At Pallavaram too, the reason was similar, but it exploded through a cricket match with students from South India and the North competing as rival teams. As news about these two incidents spread, students in other institutions took up the fight as well, but with police support, tensions were quelled.

The skirmishes often start at the hostels, where the students have to live together in close quarters, but the volatile emotions then spill over to classrooms and are picked up by the entire college.

According to a third- year engineering student from a college in Maduravoyal, in college hostels students from other States usually form a close-knit group as they are in larger numbers compared to students from Tamil Nadu.

Students also allege that faculty and management staffs of institutions are partially responsible for the regional divide among students.

“Some lecturers derogatively refer to us as North Indians. Management staffers often pass comments on the lack of education opportunities in our remote towns whenever we request them to improve facilities in the college,” said Sonu, an ECE student of Saveetha School of Engineering (SSE) in Chettipedu. Over 70 per cent of the students in SSE are from Bihar, Jharkhand and adjoining States.

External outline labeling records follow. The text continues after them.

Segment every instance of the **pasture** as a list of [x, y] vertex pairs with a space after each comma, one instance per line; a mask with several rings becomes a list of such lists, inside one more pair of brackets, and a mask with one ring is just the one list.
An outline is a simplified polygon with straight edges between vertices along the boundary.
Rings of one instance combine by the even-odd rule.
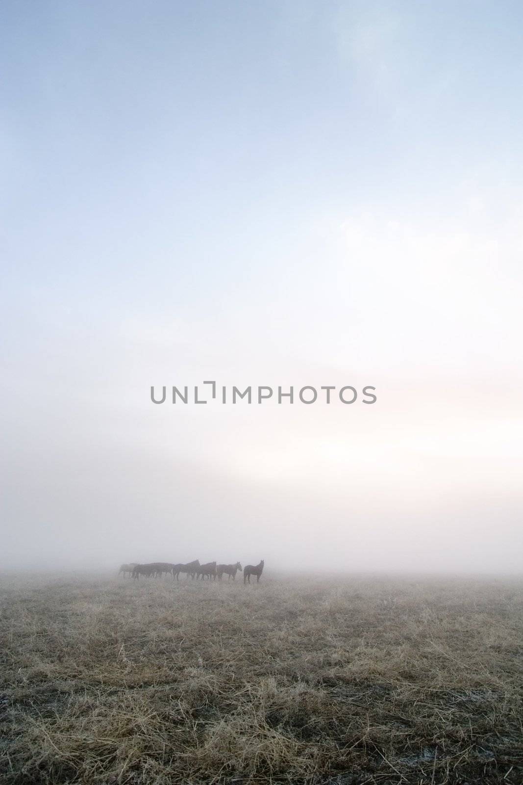
[[0, 780], [523, 782], [523, 583], [4, 575]]

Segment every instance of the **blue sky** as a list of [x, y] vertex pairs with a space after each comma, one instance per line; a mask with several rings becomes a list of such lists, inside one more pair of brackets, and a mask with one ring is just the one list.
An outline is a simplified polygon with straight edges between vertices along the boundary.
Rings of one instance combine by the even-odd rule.
[[[478, 520], [473, 566], [494, 548], [516, 568], [521, 4], [8, 2], [0, 16], [13, 559], [60, 532], [64, 557], [96, 560], [87, 527], [108, 560], [140, 560], [143, 520], [158, 551], [177, 506], [183, 548], [217, 517], [252, 560], [278, 553], [282, 519], [297, 547], [306, 487], [303, 559], [321, 510], [334, 541], [347, 520], [372, 532], [357, 538], [371, 567], [408, 565], [419, 521], [444, 541], [449, 520], [456, 564], [443, 548], [423, 566], [463, 565]], [[151, 411], [151, 384], [209, 378], [383, 392], [372, 419]], [[385, 512], [369, 513], [376, 489]]]

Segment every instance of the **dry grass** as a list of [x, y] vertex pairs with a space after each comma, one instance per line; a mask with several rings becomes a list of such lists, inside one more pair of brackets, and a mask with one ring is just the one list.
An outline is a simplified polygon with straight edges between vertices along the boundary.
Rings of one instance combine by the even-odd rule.
[[3, 783], [523, 782], [521, 582], [1, 589]]

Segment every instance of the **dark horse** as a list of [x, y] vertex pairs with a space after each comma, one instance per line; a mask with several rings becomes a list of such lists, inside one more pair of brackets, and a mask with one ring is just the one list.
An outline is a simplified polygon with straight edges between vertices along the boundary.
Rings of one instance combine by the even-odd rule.
[[211, 578], [216, 579], [216, 561], [209, 561], [206, 564], [200, 564], [198, 570], [196, 571], [196, 577], [199, 578], [202, 575], [202, 580], [204, 580], [205, 575], [209, 578], [209, 581]]
[[140, 575], [147, 575], [147, 578], [156, 574], [156, 568], [154, 564], [136, 564], [133, 570], [133, 577], [138, 579]]
[[222, 579], [222, 575], [224, 572], [229, 576], [229, 580], [232, 578], [233, 580], [236, 580], [236, 573], [238, 571], [242, 572], [242, 564], [239, 561], [237, 561], [235, 564], [218, 564], [216, 567], [216, 575], [218, 575], [218, 580]]
[[249, 582], [250, 583], [251, 582], [251, 575], [256, 575], [256, 583], [260, 583], [260, 576], [261, 575], [262, 572], [263, 571], [263, 564], [265, 564], [265, 562], [262, 559], [262, 560], [260, 562], [260, 564], [256, 564], [256, 567], [253, 567], [252, 564], [247, 564], [247, 566], [245, 567], [244, 569], [243, 569], [243, 582], [246, 583], [247, 581], [249, 581]]
[[200, 562], [198, 559], [194, 559], [194, 561], [190, 561], [187, 564], [173, 564], [173, 578], [176, 575], [176, 580], [178, 580], [178, 576], [180, 572], [187, 572], [187, 578], [189, 575], [191, 575], [191, 578], [194, 578], [199, 566]]

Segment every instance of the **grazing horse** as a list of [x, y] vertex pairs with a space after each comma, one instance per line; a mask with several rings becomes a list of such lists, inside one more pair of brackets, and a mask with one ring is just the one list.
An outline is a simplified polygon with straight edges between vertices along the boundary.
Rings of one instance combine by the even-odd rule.
[[198, 570], [196, 571], [196, 577], [199, 578], [202, 575], [202, 580], [204, 580], [205, 575], [209, 578], [209, 581], [211, 578], [213, 578], [216, 581], [216, 561], [209, 561], [206, 564], [200, 564]]
[[262, 559], [262, 560], [260, 562], [260, 564], [256, 564], [256, 567], [253, 567], [252, 564], [247, 564], [244, 568], [244, 570], [243, 570], [243, 582], [246, 583], [247, 581], [249, 581], [249, 582], [250, 583], [251, 582], [251, 575], [256, 575], [256, 583], [260, 583], [260, 576], [261, 575], [262, 572], [263, 571], [263, 564], [265, 564], [265, 562]]
[[236, 580], [236, 573], [238, 572], [238, 570], [240, 571], [240, 572], [242, 572], [242, 564], [240, 564], [239, 561], [237, 561], [235, 564], [218, 564], [218, 566], [216, 567], [216, 575], [218, 575], [218, 580], [220, 581], [222, 579], [222, 575], [223, 575], [223, 573], [227, 572], [227, 574], [229, 576], [229, 580], [231, 580], [231, 579], [232, 578], [232, 579], [234, 581]]
[[191, 578], [194, 578], [199, 566], [200, 562], [198, 559], [194, 559], [194, 561], [190, 561], [187, 564], [173, 564], [173, 578], [176, 575], [176, 580], [178, 580], [178, 576], [180, 572], [187, 572], [187, 578], [189, 575], [191, 575]]
[[169, 564], [166, 561], [155, 561], [151, 566], [154, 568], [153, 575], [154, 575], [154, 577], [162, 578], [164, 572], [170, 572], [170, 573], [173, 572], [173, 568], [174, 567], [174, 564]]
[[133, 577], [136, 578], [136, 580], [139, 579], [140, 575], [147, 575], [147, 578], [151, 578], [155, 572], [156, 566], [154, 564], [135, 564], [133, 570]]
[[123, 572], [123, 576], [125, 578], [125, 573], [129, 572], [129, 577], [130, 578], [131, 575], [133, 575], [133, 570], [135, 568], [136, 566], [136, 562], [134, 561], [132, 561], [129, 564], [122, 564], [120, 569], [118, 570], [118, 575], [120, 575], [121, 572]]

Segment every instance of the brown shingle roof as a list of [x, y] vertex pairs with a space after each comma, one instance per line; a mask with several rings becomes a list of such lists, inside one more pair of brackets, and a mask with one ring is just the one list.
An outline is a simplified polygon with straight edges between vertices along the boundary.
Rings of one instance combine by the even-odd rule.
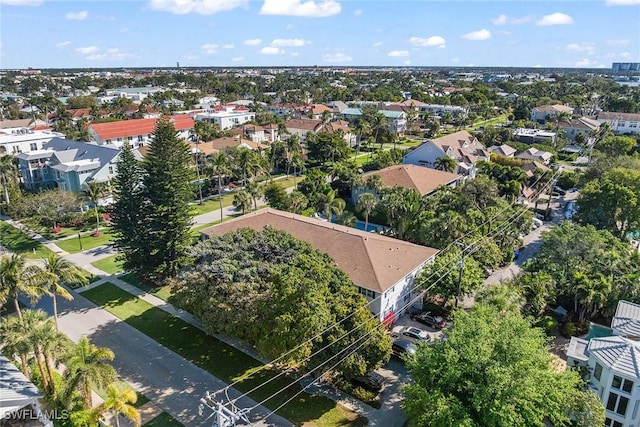
[[385, 292], [438, 251], [391, 237], [307, 218], [275, 209], [261, 209], [202, 230], [222, 236], [241, 228], [273, 227], [325, 252], [358, 286]]
[[443, 172], [437, 169], [416, 165], [389, 166], [379, 171], [367, 172], [362, 176], [367, 180], [373, 175], [378, 175], [385, 186], [396, 185], [405, 188], [413, 188], [420, 194], [429, 194], [441, 185], [447, 185], [460, 178], [460, 175]]

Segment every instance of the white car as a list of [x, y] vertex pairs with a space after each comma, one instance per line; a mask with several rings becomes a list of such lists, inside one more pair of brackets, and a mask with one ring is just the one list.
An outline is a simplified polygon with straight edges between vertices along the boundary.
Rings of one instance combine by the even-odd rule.
[[416, 341], [431, 341], [431, 336], [427, 331], [413, 326], [396, 326], [391, 330], [391, 333], [398, 337], [408, 337]]

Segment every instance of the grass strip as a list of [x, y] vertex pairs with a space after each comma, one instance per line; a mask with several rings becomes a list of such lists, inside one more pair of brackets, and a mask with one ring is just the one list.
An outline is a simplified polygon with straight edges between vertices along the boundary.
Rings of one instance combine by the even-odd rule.
[[53, 253], [42, 243], [4, 221], [0, 221], [0, 246], [29, 259], [47, 258]]
[[[251, 390], [278, 373], [271, 369], [257, 372], [262, 364], [256, 359], [111, 283], [85, 291], [82, 295], [226, 383], [240, 380], [234, 387], [242, 392]], [[290, 383], [291, 379], [283, 376], [249, 396], [261, 402], [283, 390], [264, 404], [267, 408], [277, 408], [300, 391], [297, 383]], [[296, 424], [311, 423], [309, 425], [318, 427], [366, 425], [365, 418], [336, 405], [328, 398], [306, 393], [287, 403], [278, 414]]]

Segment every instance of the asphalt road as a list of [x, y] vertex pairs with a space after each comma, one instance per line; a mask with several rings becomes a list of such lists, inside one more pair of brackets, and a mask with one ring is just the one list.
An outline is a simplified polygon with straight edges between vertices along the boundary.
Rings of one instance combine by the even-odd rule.
[[[97, 346], [113, 350], [116, 356], [113, 366], [118, 374], [186, 427], [212, 425], [211, 419], [206, 420], [208, 412], [198, 415], [198, 406], [206, 391], [215, 392], [225, 387], [223, 381], [96, 307], [82, 295], [74, 297], [73, 301], [58, 301], [58, 324], [63, 333], [74, 341], [87, 336]], [[51, 299], [42, 298], [37, 308], [51, 313]], [[239, 395], [238, 391], [229, 390], [230, 398]], [[246, 397], [238, 402], [240, 408], [255, 404]], [[252, 425], [292, 425], [277, 415], [265, 422], [263, 419], [268, 413], [264, 407], [256, 408], [250, 416]]]

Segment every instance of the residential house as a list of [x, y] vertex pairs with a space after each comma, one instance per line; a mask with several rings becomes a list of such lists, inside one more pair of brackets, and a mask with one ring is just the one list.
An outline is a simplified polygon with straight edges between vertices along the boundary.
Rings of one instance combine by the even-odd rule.
[[456, 161], [455, 173], [474, 178], [476, 163], [489, 160], [489, 152], [466, 130], [428, 139], [404, 155], [402, 163], [435, 168], [436, 161], [449, 156]]
[[598, 113], [596, 120], [599, 123], [610, 123], [611, 130], [616, 135], [640, 134], [640, 114], [615, 113], [603, 111]]
[[528, 148], [522, 153], [516, 155], [516, 159], [534, 160], [545, 165], [548, 165], [552, 158], [553, 154], [548, 151], [538, 150], [535, 147]]
[[525, 144], [548, 144], [555, 145], [557, 142], [557, 135], [555, 132], [550, 132], [543, 129], [526, 129], [518, 128], [513, 132], [513, 137], [518, 142], [524, 142]]
[[53, 138], [41, 150], [16, 157], [25, 188], [78, 192], [89, 181], [108, 182], [116, 176], [120, 149], [113, 145]]
[[249, 150], [264, 150], [267, 148], [267, 145], [260, 144], [259, 142], [254, 142], [250, 139], [242, 138], [240, 135], [236, 135], [233, 137], [224, 136], [222, 138], [217, 138], [212, 141], [189, 143], [191, 145], [191, 149], [194, 153], [202, 152], [205, 156], [219, 153], [225, 148], [248, 148]]
[[451, 172], [425, 168], [416, 165], [394, 165], [362, 175], [364, 186], [351, 189], [351, 202], [358, 203], [358, 197], [363, 193], [372, 192], [367, 188], [367, 181], [372, 176], [379, 176], [385, 187], [404, 187], [416, 190], [421, 195], [431, 194], [441, 185], [455, 187], [462, 176]]
[[40, 407], [38, 387], [6, 357], [0, 356], [0, 420], [3, 426], [53, 427]]
[[[392, 322], [421, 304], [415, 277], [433, 261], [437, 250], [320, 219], [267, 208], [201, 231], [203, 237], [222, 236], [242, 228], [286, 231], [328, 254], [369, 301], [371, 312]], [[412, 303], [415, 301], [415, 303]]]
[[41, 150], [53, 138], [64, 138], [60, 132], [29, 128], [0, 129], [0, 154], [19, 154]]
[[600, 122], [588, 117], [580, 117], [562, 121], [559, 123], [559, 127], [562, 129], [564, 137], [571, 142], [575, 142], [578, 135], [583, 135], [584, 140], [588, 141], [591, 135], [600, 128]]
[[567, 364], [587, 368], [589, 389], [605, 407], [605, 426], [635, 427], [640, 421], [640, 305], [619, 301], [612, 336], [572, 337]]
[[[389, 130], [396, 135], [404, 135], [407, 130], [407, 114], [404, 111], [378, 110], [389, 122]], [[361, 108], [347, 108], [342, 111], [345, 120], [359, 120], [362, 117]]]
[[561, 113], [573, 114], [573, 107], [567, 107], [566, 105], [559, 104], [541, 105], [531, 110], [531, 121], [544, 125], [550, 118]]
[[500, 156], [513, 157], [513, 155], [516, 154], [518, 150], [516, 150], [510, 145], [502, 144], [502, 145], [492, 145], [491, 147], [487, 148], [487, 151], [489, 151], [491, 154], [499, 154]]
[[193, 118], [196, 121], [216, 123], [221, 130], [227, 130], [255, 120], [256, 113], [242, 105], [218, 105], [212, 110], [195, 114]]
[[289, 119], [284, 122], [284, 126], [291, 135], [298, 135], [300, 141], [307, 138], [307, 133], [322, 132], [325, 128], [322, 120], [319, 119]]
[[[168, 120], [178, 132], [182, 139], [189, 138], [189, 133], [193, 130], [194, 121], [187, 115], [168, 116]], [[99, 145], [115, 145], [122, 147], [128, 142], [133, 148], [142, 147], [151, 142], [153, 131], [159, 119], [133, 119], [119, 122], [91, 123], [89, 133], [94, 141]]]

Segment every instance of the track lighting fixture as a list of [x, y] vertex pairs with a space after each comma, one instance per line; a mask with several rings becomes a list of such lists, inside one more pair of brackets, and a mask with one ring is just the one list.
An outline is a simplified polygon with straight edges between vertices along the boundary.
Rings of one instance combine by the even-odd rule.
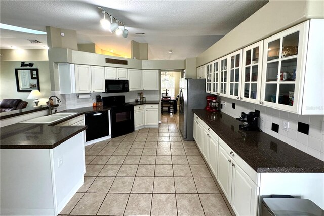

Another student who hails from Bihar studies at an engineering college in Ramapuram. He charges that some students who are locals exaggerate petty clashes among students by bringing in local goons. “This intensifies the regional divide as students from other States gang up to protect themselves from the local fellows. The management is not doing much to help us.”

John Surendran, a lecturer in a private arts and science college affiliated to the University of Madras, said petty quarrels or even violent clashes among two different sections of students were not uncommon in city colleges. But the trend of students fighting with each other on parochial and linguistic lines was a dangerous trend. More specifically, such incidents were restricted to large private universities that depended on admitting thousands of students from outside Tamil Nadu to add to their numerical strength.

An office-bearer of the South Chennai unit of Students Federation of India said that with most private universities having students from North India as a majority, it was only common for other students to suffer at their hands. Out of insecurity and for strengthening their bonds of friendship, students sharing same language and region tend to stick together, remaining exclusive, thereby resisting inclusive growth, and frustrating the aim of wholesome, cross-cultural and nation-building education.

Need for media restraint

An academician who occupies a top administrative post in a private engineering college, on condition of anonymity, says problems do crop up occasionally because of cultural differences among students, but they are blown out of proportion. Students are very savvy these days and sometimes even stage protests just to grab media attention, he adds. This is when it becomes larger than it actually is and violence spreads from campus to campus, he explains stressing the need for media restraint.

In his opinion, speaking about such issues will only broaden the divide and fan the flames of violence and intolerance. If Tamil Nadu is today in a position to attract students from all over, because of its quality, it is also able to generate substantial revenues from this. Driving a wedge between South Indian and North Indian students will not only inflame passions in the short term, but also lead to loss of such revenue in the long run, he explains. Instead efforts have to be made by all — universities, college managements, hostel wardens, lecturers and student bodies — to unite within the campus people who come from different parts of the country.